Ausbildungsmisere: Die Guten dürfen an den Herd
Hunderte Betriebe suchen nach Azubis, tausende Jugendliche nach einer Lehrstelle. Die IHK erklärt dies mit der schlechten Qualifikation der Bewerber.
Wenige Tage vor Beginn des neuen Lehrjahres am 1. September suchen viele Betriebe noch immer nach geeigneten Auszubildenden. Laut den aktuellen Zahlen der Landesagentur für Arbeit gibt es in Berlin 2.901 freie Lehrstellen, das ist rund ein Drittel mehr als im Vorjahr.
Am stärksten von dem Mangel betroffen seien die Branchen Gastronomie, Metallindustrie und Technik/IT; gesucht würden außerdem Bürofachkräfte, sagt Olaf Möller, Sprecher der Landesarbeitsagentur. Die Zahlen überraschen. Denn zugleich suchen nach wie vor 8.056 Schulabgänger einen Ausbildungsplatz. Darunter befinden sich rund 2.400 Altbewerber, die bereits im vergangenen Jahre nicht zum Zuge kamen.
"Der Ausbildungsstellenmarkt ist derzeit sehr entspannt", so Möller. Wer bisher nur negative Antworten bekommen hat, solle sich auf jeden Fall weiter bewerben, rät er. "Die Chancen stehen sehr gut, noch einen der freien Plätze zu bekommen."
Holger Lunau, Sprecher der Berliner Industrie- und Handelskammer (IHK), sieht vor allem zwei Gründe für den derzeitigen Bewerbermangel. Viele Unternehmen würden aufgrund der Konjunkturlage wieder mehr Lehrstellen anbieten. Bereits im vergangenen Jahr habe die Zahl der angebotenen Stellen eine Rekordhöhe erreicht. Diese Entwicklung habe sich in diesem Jahr fortgesetzt.
Zugleich weist IHK-Sprecher Lunau darauf hin, dass es wegen der demografischen Entwicklung in den nächsten Jahren immer weniger Schulabgänger geben werde. Waren es im vergangenen Jahr noch rund 33.470 Schulabgänger, wird die Zahl bis 2011 auf etwa 26.700 zurückgehen, so Lunau. "Die Berliner Wirtschaft muss sich in den nächsten Jahren auf einen starken Rückgang einstellen."

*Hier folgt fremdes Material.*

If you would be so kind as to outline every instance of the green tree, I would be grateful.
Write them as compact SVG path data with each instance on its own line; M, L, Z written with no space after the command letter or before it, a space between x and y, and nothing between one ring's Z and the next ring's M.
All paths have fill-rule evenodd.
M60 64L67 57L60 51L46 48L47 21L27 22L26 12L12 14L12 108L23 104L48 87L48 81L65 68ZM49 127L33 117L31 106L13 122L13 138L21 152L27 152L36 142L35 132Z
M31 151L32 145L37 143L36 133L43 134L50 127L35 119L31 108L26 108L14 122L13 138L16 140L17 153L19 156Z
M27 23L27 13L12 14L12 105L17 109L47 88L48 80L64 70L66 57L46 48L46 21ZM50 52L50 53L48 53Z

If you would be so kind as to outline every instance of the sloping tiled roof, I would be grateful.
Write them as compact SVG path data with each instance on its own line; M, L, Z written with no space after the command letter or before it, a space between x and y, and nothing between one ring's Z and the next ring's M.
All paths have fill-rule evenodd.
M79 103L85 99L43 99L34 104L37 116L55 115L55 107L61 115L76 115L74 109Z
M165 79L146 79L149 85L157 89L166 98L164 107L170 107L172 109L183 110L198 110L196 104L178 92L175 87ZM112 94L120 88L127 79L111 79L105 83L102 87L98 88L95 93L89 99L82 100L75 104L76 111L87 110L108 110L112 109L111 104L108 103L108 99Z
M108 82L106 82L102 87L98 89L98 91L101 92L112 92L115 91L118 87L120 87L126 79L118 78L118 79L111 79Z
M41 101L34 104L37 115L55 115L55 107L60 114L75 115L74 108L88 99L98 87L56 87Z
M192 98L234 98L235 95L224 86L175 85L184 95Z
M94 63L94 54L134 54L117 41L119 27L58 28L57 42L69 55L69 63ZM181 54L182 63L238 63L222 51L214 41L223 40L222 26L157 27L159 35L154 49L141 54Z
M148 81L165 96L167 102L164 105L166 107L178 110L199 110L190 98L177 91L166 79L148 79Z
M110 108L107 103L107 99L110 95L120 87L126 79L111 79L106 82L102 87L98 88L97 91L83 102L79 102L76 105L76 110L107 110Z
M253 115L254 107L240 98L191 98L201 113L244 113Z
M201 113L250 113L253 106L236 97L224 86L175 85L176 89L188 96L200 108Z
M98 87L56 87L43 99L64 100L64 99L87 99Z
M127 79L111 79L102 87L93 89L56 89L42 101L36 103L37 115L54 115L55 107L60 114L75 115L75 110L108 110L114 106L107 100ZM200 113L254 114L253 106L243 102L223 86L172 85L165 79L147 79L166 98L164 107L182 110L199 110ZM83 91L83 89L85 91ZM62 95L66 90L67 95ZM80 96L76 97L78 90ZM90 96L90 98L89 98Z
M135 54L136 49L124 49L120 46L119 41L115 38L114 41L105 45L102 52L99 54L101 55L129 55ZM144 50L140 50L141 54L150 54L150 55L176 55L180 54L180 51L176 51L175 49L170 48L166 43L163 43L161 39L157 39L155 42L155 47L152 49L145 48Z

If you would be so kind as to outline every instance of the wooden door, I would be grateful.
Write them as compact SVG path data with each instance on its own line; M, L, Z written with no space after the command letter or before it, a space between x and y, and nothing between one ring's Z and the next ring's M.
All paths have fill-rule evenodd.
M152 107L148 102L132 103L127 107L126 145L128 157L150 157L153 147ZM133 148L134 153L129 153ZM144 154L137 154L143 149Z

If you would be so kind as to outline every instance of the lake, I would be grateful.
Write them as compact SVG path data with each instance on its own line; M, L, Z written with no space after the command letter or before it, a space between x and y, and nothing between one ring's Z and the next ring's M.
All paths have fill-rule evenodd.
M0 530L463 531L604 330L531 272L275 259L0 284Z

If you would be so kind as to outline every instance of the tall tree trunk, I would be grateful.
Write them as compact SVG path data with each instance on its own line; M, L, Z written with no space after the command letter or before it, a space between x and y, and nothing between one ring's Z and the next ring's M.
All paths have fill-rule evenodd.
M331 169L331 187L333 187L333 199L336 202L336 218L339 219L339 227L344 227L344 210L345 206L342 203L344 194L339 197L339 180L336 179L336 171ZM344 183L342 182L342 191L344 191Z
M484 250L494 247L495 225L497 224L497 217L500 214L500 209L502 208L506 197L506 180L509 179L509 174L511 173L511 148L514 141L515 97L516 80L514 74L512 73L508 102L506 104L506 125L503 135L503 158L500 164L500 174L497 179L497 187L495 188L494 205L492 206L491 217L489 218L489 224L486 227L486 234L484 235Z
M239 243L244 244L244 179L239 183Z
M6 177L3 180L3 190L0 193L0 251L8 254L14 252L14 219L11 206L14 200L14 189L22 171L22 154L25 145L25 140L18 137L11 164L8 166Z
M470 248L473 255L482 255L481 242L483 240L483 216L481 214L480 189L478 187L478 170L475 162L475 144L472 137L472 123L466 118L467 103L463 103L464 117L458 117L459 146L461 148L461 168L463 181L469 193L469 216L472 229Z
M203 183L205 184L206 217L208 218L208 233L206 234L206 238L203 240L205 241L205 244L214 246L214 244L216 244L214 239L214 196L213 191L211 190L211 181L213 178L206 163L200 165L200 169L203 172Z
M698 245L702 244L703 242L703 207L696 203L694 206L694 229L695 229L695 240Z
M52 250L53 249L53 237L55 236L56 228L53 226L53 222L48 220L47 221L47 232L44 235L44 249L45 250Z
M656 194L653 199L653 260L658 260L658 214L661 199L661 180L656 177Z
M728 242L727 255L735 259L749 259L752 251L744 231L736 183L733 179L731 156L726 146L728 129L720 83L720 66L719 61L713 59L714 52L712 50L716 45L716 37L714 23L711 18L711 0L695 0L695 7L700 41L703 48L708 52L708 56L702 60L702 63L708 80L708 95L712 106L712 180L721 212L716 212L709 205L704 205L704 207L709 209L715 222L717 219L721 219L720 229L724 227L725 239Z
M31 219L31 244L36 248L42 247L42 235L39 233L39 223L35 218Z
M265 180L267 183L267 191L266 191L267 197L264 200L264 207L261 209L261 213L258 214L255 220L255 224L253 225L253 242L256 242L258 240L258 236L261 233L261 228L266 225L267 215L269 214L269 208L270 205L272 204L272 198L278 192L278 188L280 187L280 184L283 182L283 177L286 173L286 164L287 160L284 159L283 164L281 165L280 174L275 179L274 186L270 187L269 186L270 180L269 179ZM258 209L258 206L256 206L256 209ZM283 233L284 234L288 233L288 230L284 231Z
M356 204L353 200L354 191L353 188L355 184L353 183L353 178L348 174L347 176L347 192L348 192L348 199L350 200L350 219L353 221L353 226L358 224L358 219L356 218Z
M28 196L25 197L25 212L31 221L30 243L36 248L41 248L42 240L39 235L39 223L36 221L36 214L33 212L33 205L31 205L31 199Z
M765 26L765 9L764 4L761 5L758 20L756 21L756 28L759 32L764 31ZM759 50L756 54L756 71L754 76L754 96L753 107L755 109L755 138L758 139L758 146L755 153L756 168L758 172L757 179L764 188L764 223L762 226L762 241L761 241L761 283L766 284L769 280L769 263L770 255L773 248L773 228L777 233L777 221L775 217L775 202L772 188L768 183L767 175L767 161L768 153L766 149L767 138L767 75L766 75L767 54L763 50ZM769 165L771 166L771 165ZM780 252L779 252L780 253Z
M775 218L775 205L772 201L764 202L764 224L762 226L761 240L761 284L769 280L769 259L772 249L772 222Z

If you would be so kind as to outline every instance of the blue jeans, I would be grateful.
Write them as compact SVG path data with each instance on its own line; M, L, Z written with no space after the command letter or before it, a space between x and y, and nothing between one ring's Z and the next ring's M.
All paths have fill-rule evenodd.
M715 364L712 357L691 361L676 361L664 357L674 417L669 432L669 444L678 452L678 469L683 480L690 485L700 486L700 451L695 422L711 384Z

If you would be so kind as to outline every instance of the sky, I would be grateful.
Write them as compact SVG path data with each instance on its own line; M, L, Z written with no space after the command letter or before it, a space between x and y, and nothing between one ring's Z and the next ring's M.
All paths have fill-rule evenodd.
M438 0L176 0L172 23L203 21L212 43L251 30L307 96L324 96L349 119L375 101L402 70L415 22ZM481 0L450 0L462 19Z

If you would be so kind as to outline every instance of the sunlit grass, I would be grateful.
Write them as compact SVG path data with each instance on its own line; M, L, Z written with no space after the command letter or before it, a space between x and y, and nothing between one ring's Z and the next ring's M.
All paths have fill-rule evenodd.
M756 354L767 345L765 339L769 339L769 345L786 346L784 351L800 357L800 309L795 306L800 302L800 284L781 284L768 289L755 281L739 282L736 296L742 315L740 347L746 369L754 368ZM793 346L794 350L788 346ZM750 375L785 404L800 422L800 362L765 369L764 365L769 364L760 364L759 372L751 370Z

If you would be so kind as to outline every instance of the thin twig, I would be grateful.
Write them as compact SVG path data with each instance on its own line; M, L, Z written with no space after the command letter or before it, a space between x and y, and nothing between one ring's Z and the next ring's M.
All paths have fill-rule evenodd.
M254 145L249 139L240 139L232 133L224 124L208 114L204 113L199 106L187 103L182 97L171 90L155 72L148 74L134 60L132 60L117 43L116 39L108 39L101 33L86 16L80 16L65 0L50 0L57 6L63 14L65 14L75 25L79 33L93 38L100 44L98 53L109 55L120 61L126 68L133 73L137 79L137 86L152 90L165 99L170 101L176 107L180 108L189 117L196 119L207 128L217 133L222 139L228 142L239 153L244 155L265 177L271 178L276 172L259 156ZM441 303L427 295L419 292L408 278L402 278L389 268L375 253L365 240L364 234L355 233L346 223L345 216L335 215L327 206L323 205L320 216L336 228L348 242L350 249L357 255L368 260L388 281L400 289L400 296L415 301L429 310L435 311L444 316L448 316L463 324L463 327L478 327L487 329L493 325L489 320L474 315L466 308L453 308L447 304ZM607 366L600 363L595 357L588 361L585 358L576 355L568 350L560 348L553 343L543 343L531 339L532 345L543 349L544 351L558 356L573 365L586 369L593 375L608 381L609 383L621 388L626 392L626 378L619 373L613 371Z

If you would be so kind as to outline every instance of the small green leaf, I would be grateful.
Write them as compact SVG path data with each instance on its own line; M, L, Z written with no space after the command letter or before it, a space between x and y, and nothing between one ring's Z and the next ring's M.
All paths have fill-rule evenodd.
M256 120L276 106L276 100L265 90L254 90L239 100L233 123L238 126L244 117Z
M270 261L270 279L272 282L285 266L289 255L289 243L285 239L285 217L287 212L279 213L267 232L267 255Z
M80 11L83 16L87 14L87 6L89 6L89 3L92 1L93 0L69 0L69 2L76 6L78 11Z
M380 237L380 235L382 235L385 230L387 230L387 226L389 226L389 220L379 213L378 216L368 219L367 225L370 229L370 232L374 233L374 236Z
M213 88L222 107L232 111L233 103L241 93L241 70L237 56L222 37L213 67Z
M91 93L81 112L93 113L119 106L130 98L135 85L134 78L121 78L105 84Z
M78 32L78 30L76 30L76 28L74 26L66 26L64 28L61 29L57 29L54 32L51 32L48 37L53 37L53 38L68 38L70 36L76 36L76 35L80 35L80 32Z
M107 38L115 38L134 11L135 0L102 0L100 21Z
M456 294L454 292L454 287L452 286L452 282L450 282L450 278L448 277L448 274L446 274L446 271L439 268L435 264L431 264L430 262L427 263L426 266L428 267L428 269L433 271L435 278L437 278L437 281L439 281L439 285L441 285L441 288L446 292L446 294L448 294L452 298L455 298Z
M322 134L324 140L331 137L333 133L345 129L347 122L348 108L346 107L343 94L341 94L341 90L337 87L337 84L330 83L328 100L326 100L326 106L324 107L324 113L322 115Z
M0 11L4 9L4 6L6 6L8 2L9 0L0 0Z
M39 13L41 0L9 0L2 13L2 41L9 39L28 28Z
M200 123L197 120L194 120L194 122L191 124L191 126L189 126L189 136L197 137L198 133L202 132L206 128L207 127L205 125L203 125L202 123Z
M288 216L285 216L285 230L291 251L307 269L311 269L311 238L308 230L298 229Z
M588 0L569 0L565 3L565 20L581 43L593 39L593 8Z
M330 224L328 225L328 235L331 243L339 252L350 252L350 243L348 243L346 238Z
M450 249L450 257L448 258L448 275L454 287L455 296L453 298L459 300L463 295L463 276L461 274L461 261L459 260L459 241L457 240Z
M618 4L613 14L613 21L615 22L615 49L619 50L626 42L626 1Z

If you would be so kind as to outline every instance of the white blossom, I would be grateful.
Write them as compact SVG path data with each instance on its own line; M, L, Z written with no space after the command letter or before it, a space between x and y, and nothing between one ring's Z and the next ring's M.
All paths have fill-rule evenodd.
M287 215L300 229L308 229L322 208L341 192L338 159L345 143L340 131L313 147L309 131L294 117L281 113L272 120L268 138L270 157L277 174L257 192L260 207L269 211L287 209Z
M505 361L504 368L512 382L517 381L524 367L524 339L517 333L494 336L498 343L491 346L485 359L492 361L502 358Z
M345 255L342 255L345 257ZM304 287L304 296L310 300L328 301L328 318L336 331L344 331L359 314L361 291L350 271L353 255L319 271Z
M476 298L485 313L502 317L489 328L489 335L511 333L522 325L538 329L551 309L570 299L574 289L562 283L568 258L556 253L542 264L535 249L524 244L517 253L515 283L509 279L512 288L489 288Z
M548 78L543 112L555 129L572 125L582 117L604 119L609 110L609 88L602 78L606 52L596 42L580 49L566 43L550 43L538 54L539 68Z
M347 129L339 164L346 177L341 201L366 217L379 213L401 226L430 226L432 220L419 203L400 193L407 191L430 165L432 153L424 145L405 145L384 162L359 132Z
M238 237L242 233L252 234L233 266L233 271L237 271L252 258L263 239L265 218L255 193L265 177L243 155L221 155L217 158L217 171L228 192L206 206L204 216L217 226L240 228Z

Warum trotz der vielen offenen Lehrstellen viele Bewerber auch in diesem Jahr keinen Platz bekommen werden, begründet der IHK-Sprecher mit der mangelnden Qualifikation vieler Bewerber. 10 Prozent der Berliner gingen sogar ganz ohne Schulabschluss von der Schule, kritisiert Holger Lunau. Zugleich würden die Ansprüche gerade im IT-Bereich steigen. "Denen werden die Berliner Schulen nicht gerecht."
"Alles Quatsch", sagt hingegen Daniel Wucherpfennig, Bezirkssekretär der DGB-Jugend Berlin/Brandenburg. Gerade bei der heutigen Jugend gebe es diese Technikscheu nicht, sagt Wucherpfennig. Im Gegenteil: Die Praxis habe gezeigt, dass die Einarbeitung in neue technische Abläufe bei Jugendlichen viel schneller gehe als bei Erwachsenen, die bereits seit Jahrzehnten im Betrieb sind.
Wucherpfennig kritisiert, dass es bei den Unternehmern in den vergangenen Jahren die Tendenz gegeben habe, die Plätze vor allem an überqualifizierte Abiturienten zu vergeben. "Berliner Betriebe müssen sich daran gewöhnen, dass sie sich wieder mehr auf die eigentliche Ausbildungsklientel konzentrieren müssen." Und das seien nun einmal die Haupt- und Realschüler.
Der angebliche Fachkräftemangel, den die IHK heraufbeschwört, diene doch bloß dazu, von den eigenen Versäumnissen abzulenken, sagt der DGB-Jugendsekretär. Unternehmen würden zunehmend fertige Mitarbeiter als Lehrlinge erwarten. Dabei sei es doch eben ihre Aufgabe, die jungen Leute fit für den Arbeitsmarkt zu machen.